Regulatory T cells play a critical role in down regulating immune responses. Although CD25 positivity has been used as a marker of these cells, other markers, such as surface TGF-beta may be more specific and may yield greater insights into regulatory T cell function. The goal of this study was to characterize the amplification capacity of phycobilisomes and employ them in the detection of cell surface TGF-beta.
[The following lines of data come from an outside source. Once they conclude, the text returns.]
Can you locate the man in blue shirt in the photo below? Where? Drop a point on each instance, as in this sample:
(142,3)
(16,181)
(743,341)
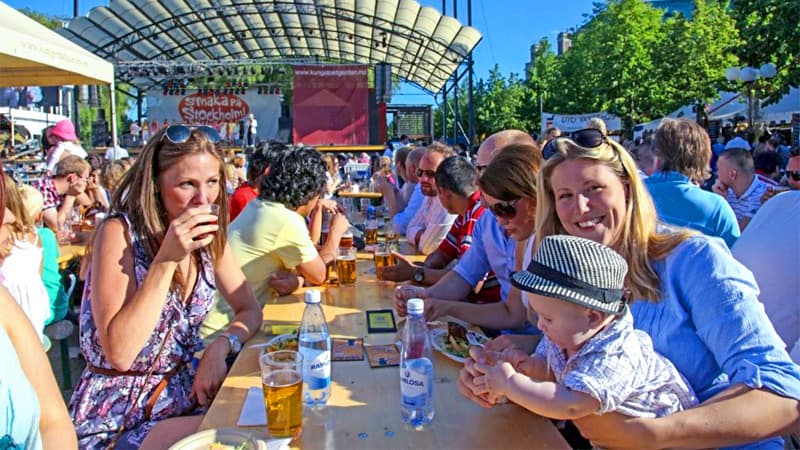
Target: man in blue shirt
(683,150)
(491,249)
(401,212)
To quantify amplification, streptavidin conjugated phycobilisomes and allophycocyanin (APC) were compared. Surface TGF-beta was examined on activated CD25+ and CD25- CD4 T cells by staining with TGF-beta biotin streptavidin-phycobilisome.

Use of phycobilisomes increased fluorescent intensity 100-1000 fold relative to conventional APC conjugates. Despite this amplification, nonspecific staining was minimally increased. Using phycobilisome amplification, we found that in CD3 activated CD4 T cells, surface TGF-beta was found predominantly in the CD4+, CD25+ subset (CD25+ vs. CD25− : 62% vs. 35%, p=0.007, n=3). Surprisingly, surface TGF-beta was detectable even in unactivated T cells and was similarly found to be higher in the CD4+CD25+ subset (CD25+ vs. CD25− : 29% vs. 8%, p=0.002 n=3).

Phycobilisomes provide a unique capability for staining low density cell surface molecules such as surface TGF-beta. Surface TGFbeta expression may be a useful phenotypic marker for regulatory T cells. The detection of CD25 negative, cell surface TGF-beta expressing T cells may indicate the presence of substantial regulatory T cell activity outside of the classic CD25+ subset.